Introduction
Does low latency, high throughput & CPU offloading require RDMA? What? Blasphemy, how dare we even question this? In my defense, I’m not questioning anything. I am merely being curious. I’m the inquisitive kind.
The need for RDMA is the premise that we have been working with ever since RDMA became available outside of HPC InfiniBand fabrics. For us working in the Windows ecosystem this was with SMB Direct. Windows Server 2012 was the OS version that introduced us to SMB Direct, which leverages RDMA.
Over time more and more features in Windows Server supported SMB Direct / RDMA. The list now quite long and impressive.
- Storage Replica
- S2D Storage Bus
- CSV redirected traffic
- Live Migration, Storage Live Migration and Shared Nothing Live Migration
- SMB 3 file sharing
There are many more uses cases for RDMA or RDMA like capabilities. iSER, NFS, NVMe over Fabric, Ceph, …

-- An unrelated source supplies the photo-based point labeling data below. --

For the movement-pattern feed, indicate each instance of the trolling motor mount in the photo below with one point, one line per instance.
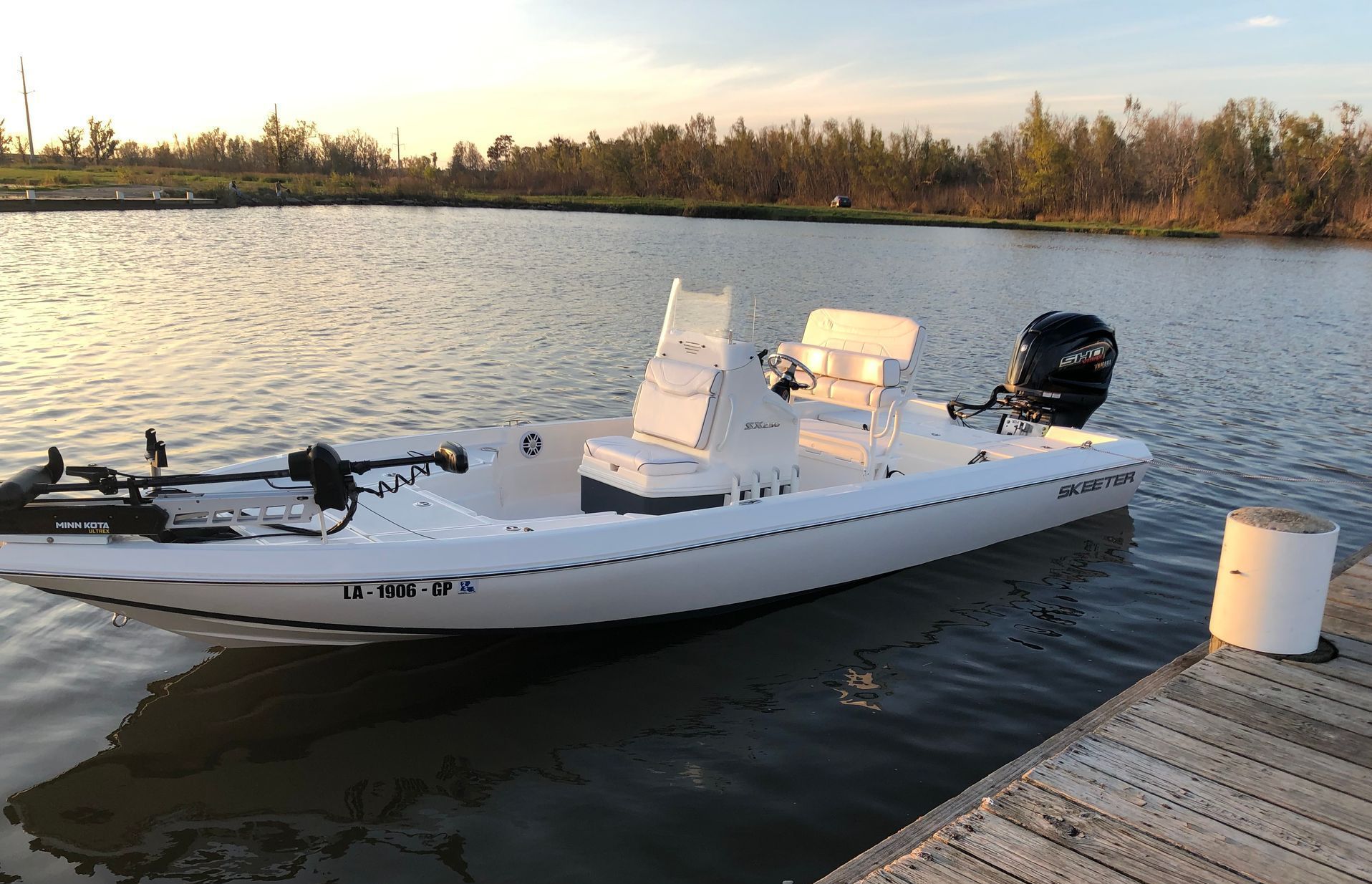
(169, 508)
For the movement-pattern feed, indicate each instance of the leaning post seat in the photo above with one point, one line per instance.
(864, 364)
(665, 466)
(861, 360)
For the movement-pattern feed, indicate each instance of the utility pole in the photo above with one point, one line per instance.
(28, 121)
(276, 115)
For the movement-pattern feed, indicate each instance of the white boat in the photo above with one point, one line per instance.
(738, 478)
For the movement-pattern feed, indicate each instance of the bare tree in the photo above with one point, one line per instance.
(102, 140)
(72, 145)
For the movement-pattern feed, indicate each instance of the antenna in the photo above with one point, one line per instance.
(28, 121)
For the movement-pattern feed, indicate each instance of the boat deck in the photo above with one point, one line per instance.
(1224, 768)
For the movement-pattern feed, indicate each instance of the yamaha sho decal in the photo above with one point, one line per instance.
(1095, 485)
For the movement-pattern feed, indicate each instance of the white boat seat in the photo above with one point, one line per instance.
(677, 401)
(675, 404)
(846, 378)
(645, 458)
(874, 334)
(861, 360)
(836, 440)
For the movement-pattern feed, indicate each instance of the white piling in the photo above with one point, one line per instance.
(1274, 580)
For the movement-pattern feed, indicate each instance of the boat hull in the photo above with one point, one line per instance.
(660, 567)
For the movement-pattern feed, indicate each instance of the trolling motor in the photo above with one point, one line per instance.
(1058, 375)
(158, 506)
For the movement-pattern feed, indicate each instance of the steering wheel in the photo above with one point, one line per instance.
(786, 378)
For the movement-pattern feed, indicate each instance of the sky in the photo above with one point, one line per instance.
(453, 72)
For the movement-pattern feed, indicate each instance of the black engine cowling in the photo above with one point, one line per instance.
(1060, 373)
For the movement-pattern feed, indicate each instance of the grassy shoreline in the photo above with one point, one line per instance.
(309, 190)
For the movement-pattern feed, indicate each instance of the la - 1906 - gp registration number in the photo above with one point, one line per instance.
(412, 589)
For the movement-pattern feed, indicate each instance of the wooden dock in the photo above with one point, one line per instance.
(1220, 768)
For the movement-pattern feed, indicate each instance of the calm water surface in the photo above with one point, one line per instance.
(755, 749)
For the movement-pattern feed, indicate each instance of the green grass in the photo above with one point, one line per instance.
(349, 188)
(773, 212)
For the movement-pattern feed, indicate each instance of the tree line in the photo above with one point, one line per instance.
(1249, 165)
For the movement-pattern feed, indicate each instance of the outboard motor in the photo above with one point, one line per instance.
(1058, 375)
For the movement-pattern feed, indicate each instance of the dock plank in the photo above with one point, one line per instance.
(1241, 809)
(1308, 680)
(1294, 792)
(1235, 768)
(1352, 590)
(1272, 720)
(1120, 846)
(1030, 858)
(1179, 825)
(1342, 668)
(1339, 625)
(1257, 688)
(937, 863)
(1352, 648)
(1252, 743)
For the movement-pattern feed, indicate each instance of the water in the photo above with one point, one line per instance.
(760, 747)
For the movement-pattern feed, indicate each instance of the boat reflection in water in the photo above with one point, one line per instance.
(310, 764)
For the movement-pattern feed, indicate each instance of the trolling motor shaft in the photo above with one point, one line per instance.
(328, 476)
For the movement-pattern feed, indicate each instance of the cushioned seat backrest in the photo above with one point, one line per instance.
(876, 334)
(677, 401)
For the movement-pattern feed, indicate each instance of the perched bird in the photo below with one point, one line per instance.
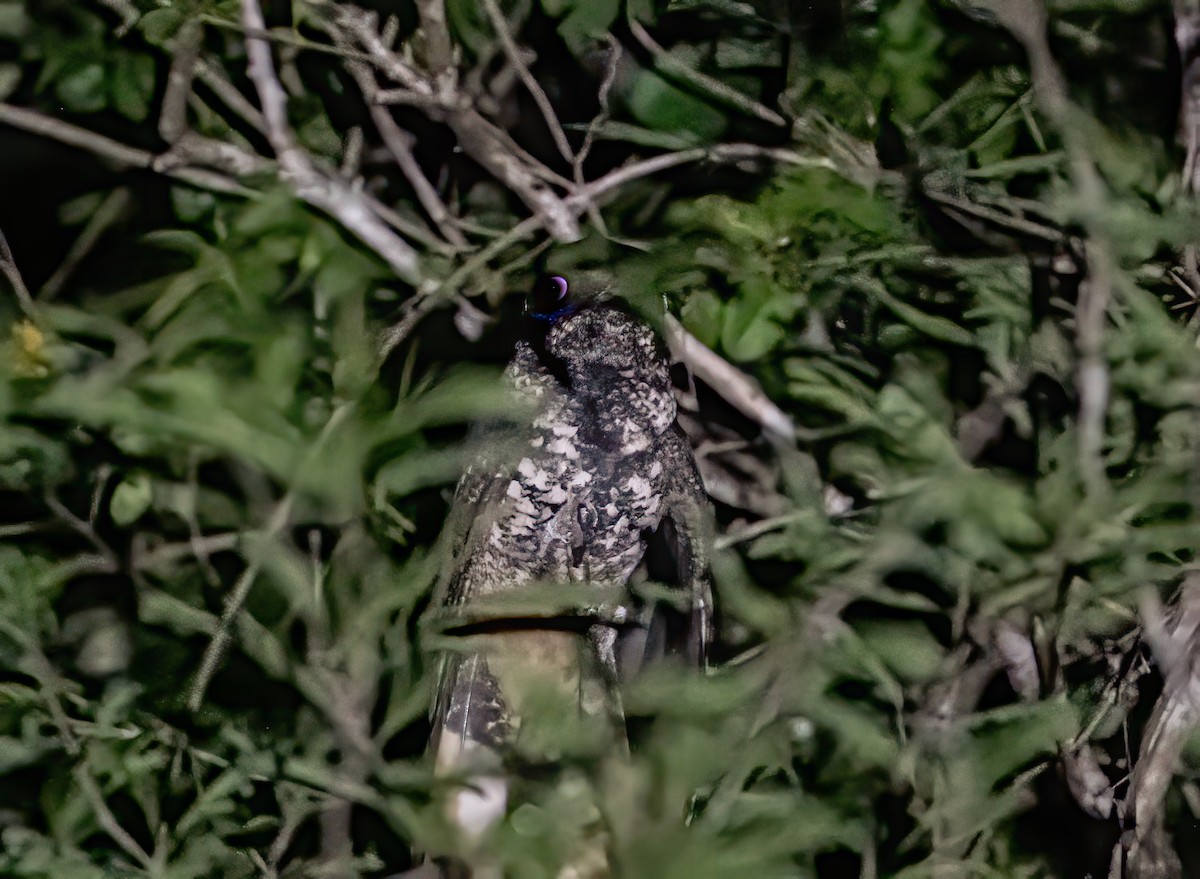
(549, 530)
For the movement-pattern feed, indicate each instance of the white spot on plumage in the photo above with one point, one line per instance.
(639, 486)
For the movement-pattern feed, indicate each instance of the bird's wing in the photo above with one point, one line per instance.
(679, 623)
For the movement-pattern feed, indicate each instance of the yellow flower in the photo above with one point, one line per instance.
(28, 352)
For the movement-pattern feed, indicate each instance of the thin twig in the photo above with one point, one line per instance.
(215, 78)
(539, 95)
(323, 191)
(1026, 19)
(400, 144)
(216, 649)
(107, 214)
(723, 93)
(10, 269)
(75, 136)
(108, 821)
(736, 387)
(173, 115)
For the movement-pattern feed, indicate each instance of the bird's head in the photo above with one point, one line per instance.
(582, 333)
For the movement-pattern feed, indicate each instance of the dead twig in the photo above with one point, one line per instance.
(102, 219)
(9, 267)
(736, 387)
(1026, 19)
(323, 191)
(539, 95)
(719, 90)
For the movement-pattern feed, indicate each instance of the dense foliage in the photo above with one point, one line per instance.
(953, 246)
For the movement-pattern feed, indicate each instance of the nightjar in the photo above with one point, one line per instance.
(594, 490)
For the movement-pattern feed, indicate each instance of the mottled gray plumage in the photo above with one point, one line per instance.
(568, 503)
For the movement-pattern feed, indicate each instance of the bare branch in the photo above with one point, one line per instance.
(323, 191)
(479, 138)
(736, 387)
(107, 214)
(216, 650)
(215, 78)
(1176, 646)
(1026, 19)
(9, 267)
(527, 78)
(173, 117)
(400, 143)
(723, 93)
(75, 136)
(108, 821)
(438, 48)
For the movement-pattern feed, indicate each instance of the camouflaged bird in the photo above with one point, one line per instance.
(571, 508)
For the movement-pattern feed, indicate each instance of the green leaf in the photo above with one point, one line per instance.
(83, 89)
(131, 498)
(132, 85)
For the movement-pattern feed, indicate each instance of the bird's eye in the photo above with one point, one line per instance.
(550, 298)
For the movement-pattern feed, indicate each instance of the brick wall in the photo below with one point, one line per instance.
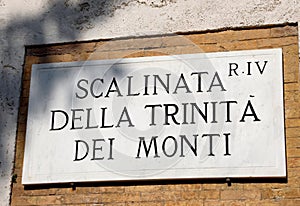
(182, 192)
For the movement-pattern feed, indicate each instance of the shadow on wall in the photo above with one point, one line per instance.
(61, 21)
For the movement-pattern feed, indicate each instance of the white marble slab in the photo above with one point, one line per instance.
(206, 115)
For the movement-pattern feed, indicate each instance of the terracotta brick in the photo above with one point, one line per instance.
(240, 194)
(286, 31)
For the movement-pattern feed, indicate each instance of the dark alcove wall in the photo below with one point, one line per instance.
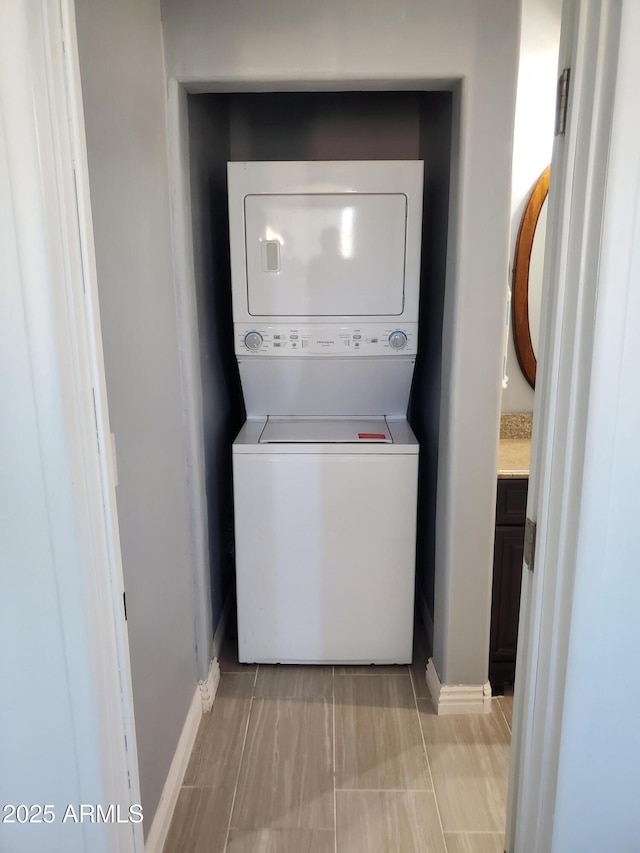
(311, 126)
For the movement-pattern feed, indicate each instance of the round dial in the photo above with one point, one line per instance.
(253, 340)
(397, 340)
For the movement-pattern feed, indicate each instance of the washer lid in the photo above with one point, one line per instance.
(279, 430)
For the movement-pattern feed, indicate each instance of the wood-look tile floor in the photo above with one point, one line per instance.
(304, 759)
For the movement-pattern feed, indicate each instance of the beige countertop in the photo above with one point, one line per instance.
(513, 457)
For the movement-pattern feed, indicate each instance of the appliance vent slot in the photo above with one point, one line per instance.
(271, 256)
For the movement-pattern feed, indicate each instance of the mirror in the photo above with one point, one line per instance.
(527, 277)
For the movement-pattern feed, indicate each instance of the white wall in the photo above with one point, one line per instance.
(123, 86)
(596, 806)
(532, 144)
(62, 715)
(394, 45)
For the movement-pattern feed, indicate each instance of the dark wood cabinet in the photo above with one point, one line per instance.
(507, 579)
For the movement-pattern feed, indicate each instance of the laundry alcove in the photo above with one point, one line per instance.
(346, 125)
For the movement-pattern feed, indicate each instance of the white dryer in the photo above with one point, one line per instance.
(325, 262)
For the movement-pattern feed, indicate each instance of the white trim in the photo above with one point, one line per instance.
(457, 698)
(589, 45)
(209, 687)
(43, 130)
(191, 379)
(162, 819)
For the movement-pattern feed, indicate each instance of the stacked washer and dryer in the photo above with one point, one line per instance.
(325, 268)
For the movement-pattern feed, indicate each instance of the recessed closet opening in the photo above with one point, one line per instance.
(381, 125)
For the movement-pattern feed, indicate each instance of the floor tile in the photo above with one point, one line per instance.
(281, 841)
(372, 669)
(388, 822)
(475, 842)
(286, 778)
(215, 758)
(200, 821)
(228, 658)
(469, 759)
(506, 706)
(378, 739)
(294, 682)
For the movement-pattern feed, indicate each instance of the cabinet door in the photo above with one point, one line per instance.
(507, 580)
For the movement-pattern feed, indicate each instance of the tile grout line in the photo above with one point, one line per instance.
(473, 832)
(504, 716)
(244, 743)
(335, 796)
(385, 790)
(426, 756)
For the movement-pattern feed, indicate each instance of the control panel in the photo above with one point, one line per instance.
(326, 339)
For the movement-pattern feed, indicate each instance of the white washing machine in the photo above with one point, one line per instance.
(325, 263)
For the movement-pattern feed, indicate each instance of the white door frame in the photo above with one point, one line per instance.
(588, 46)
(42, 118)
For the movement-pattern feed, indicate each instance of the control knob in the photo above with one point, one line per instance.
(398, 340)
(253, 340)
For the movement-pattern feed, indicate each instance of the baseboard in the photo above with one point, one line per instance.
(162, 819)
(209, 688)
(457, 698)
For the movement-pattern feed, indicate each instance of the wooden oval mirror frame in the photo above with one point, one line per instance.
(520, 297)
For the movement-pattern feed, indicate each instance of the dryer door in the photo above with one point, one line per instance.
(325, 255)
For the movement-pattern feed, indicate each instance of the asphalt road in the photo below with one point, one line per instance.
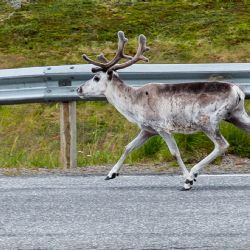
(130, 212)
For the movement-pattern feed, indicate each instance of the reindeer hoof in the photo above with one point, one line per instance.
(186, 189)
(195, 176)
(187, 185)
(112, 176)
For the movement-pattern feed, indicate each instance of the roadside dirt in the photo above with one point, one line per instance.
(229, 164)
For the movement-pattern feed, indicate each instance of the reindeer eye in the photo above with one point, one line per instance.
(97, 78)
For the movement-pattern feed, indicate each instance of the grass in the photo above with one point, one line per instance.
(54, 32)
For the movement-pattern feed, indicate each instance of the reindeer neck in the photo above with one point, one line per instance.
(120, 95)
(118, 92)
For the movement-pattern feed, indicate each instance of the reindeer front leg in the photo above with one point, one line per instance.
(142, 137)
(173, 148)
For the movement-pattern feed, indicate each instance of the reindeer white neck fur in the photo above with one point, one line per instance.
(163, 109)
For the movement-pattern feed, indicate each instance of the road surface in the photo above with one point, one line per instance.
(130, 212)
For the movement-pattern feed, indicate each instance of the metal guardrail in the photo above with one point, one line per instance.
(59, 83)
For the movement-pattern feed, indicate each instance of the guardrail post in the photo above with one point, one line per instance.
(68, 134)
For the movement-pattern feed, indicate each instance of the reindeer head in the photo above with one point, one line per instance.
(105, 69)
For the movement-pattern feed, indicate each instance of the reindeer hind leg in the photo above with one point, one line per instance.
(220, 146)
(241, 120)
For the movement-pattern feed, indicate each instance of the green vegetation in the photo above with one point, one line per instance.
(55, 32)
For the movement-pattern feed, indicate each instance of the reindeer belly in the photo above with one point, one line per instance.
(179, 117)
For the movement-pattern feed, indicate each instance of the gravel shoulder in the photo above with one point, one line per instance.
(229, 164)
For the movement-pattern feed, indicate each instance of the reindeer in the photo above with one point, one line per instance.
(164, 109)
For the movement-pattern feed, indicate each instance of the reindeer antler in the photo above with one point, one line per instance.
(138, 56)
(104, 64)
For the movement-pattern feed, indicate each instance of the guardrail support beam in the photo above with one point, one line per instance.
(68, 134)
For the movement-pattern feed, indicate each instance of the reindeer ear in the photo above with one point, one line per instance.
(110, 74)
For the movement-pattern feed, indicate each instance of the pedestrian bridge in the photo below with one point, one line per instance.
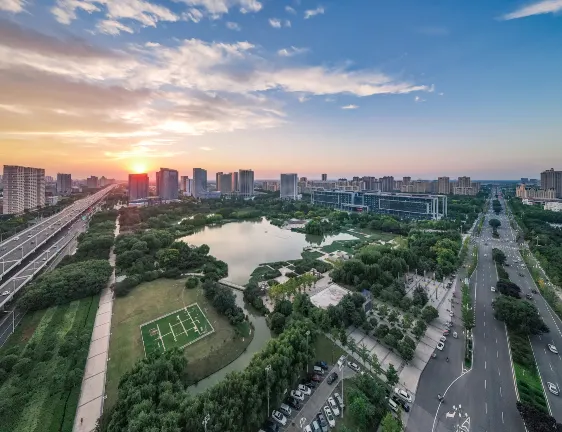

For now, and as far as I can judge, most of the ecosystem including myself, is leveraging RDMA. RoCE mostly actually for a number of reasons over the past 8 years. But if I’m not the infidel that is questioning the need, who is? Well, companies like SolarFlare, Pavioliondata and LightBits are. They are active in the NVMe over Fabrics world and offer an alternative to NVMe/FC and NVME/RDMA.
Their point of view pours some fuel on the raging RDMA wars between RoCE and iWarp. In that war a couple of interesting fronts are forming. One, driven by the companies above, is the idea that RDMA is overrated, not needed and only adds complexity and overhead for very little benefit. On top of that it requires the workloads to be RDMA capable. The second is that iWarp got one idea right, that the (RDMA) NIC should not have a hard requirement for lossless fabrics. But they on boarded the overhead of TCP/IP with RDMA to achieve their goals, which is complex and costly.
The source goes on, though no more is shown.